Türkiye, maalesef sloganların gölgesinde hakikati kaybetmeye pek meyilli bir ülke.
Yine maalesef Türkiye’de muhalefet, fikir üretmeden, sorunlara çözüm getirmeden sadece slogan atarak siyaset yaptığını zannediyor. Bir nevisiyaset yerine slogan tüccarlığı yapıyor.
"Hemen seçim!",
"İstifa!",
"Kırmız Kart! "gibi klişe sloganlar, taraflı tarafsız milletin büyük kesimi için anlamını yitirdi.
Türkiye’nin güvenlik politikaları, ekonomi veya dış politika gibi konularda bile muhalefetin söylemlerinin birçoğunda ya fikir yok ya da çok sığ, yüzeysel söylemlerden başka bir şey duymuyoruz.
Yakın zamanda yaşanan genç teğmenlerin ihracı meselesini de bu slogan siyaseti ekseninde değerlendirmek ve öncelikle bazı tespitler yapmak gerekiyor;
Hemen belirtelim ki Türk Silahlı Kuvvetleri, yalnızca emir-komuta zinciriyle ayakta duran bir yapı değildir; aynı zamanda binlerce yıllık gelenekleriyle disiplin, aidiyet ve güven üzerine inşa edilmiştir.
Bu yapıyı sarsabilecek herhangi bir grupçulaşmaya karşı refleks geliştirmesi de doğaldır.
Yakın tarihimizde gördüğümüz üzere TSK’da ideolojik grupların oluşmasına izin vermek, yalnızca ordunun kurumsal yapısını değil, milli güvenliği de tehdit etmektedir.
Bunu 28 Şubat sürecinde, 15 Temmuz’da acı tecrübelerle yaşadık!
Bunun yanı sıra yine yakın tarihimize dönüp baktığımızda, "Mustafa Kemal’in askerleriyiz", “Rejim tehlikede” sloganlarının bir perde olarak kullanıldığını da görüyoruz.
Devlete sızmak, devleti ele geçirmek isterken kullanılan bu perde kalktığında gördük ki en büyük Mustafa Kemal düşmanları bunlarmış.

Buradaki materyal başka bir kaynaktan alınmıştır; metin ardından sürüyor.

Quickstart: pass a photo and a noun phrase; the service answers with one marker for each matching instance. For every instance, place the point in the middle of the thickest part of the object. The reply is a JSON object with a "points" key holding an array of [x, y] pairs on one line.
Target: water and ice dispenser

Türkiye’de yine maalesef bir kesimin elinde “Atatürkçümetre” “Atatürk lisansı” var ve bu kesim adeta mülkü gibi Atatürk’ü sahiplenmiş durumdalar. Ölçüde tartı da bunlarda!
Eleştirilemezler, sorgulanamazlar!
Aksi takdirde, bir anda kendinizi “Atatürk düşmanı”, “vatan haini” ya da en hafif tabiriyle “yandaş” ilan edilmiş halde bulabilirsiniz.
Tüm bu tespitlerden hareketle bugün yapılanın, ordudan ihraç edilen teğmenler üzerinden slogan tüccarlığı ile ideolojik bir hesaplaşma ve yine bir ayrıcalık kazanma derdinin olduğunu söylemek zor olmayacaktır.
Ancak neticede, bazı siyasi aktörler ve onların medyadaki aparatlarının slogan tüccarlığı yine satmadı ve Yüksek Disiplin Kurulu kararının 4’e karşı 5 oyla alındığının ortaya çıkmasıyla millete yine defolu mal satmaya çalıştıkları ortaya çıktı.
Yine anlaşıldı ki haftalardır yaygarası yapılanın tam aksine Kurul üyeleri, vicdani kanaatleriyle, hiçbir baskı altında olmadan kararlarını vermişler.
Belirtmeliyim ki Disiplin Hukuku, cezalandırma hukuku değildir. Kamu görevlileri hakkında alınan ihraç kararları, ceza hukukundaki mahkumiyet kararları gibi değerlendirilmemelidir.
Bu kararlar, mesleğin gerektirdiği güven ilişkisinin zedelendiği durumlarda alınır ve her somut olay kendi içinde değerlendirilir.
Kurul üyelerinin bir kısmı güven ilişkisinin onarılamaz biçimde zedelendiğini düşünerek ihraç yönünde oy kullanırken, diğerleri bu kanaate varmamış olabilir. Bu da son derece normaldir.
O yüzden, kararın içeriğinden bağımsız olarak, sürecin kendisi bir hukuk zaferidir.
Bundan sonra yapılması gereken ise Yargı kararını sabırla beklemek olacaktır.
Çünkü Türkiye, geçmişte yargısız infazların, kumpas davalarının ve organize manipülasyonların ağır bedellerini ödedi.
Bugün de aynı hatalara düşmemek için hukuka, yargıya ve devletin kurumsal mekanizmalarına güvenmek zorundayız.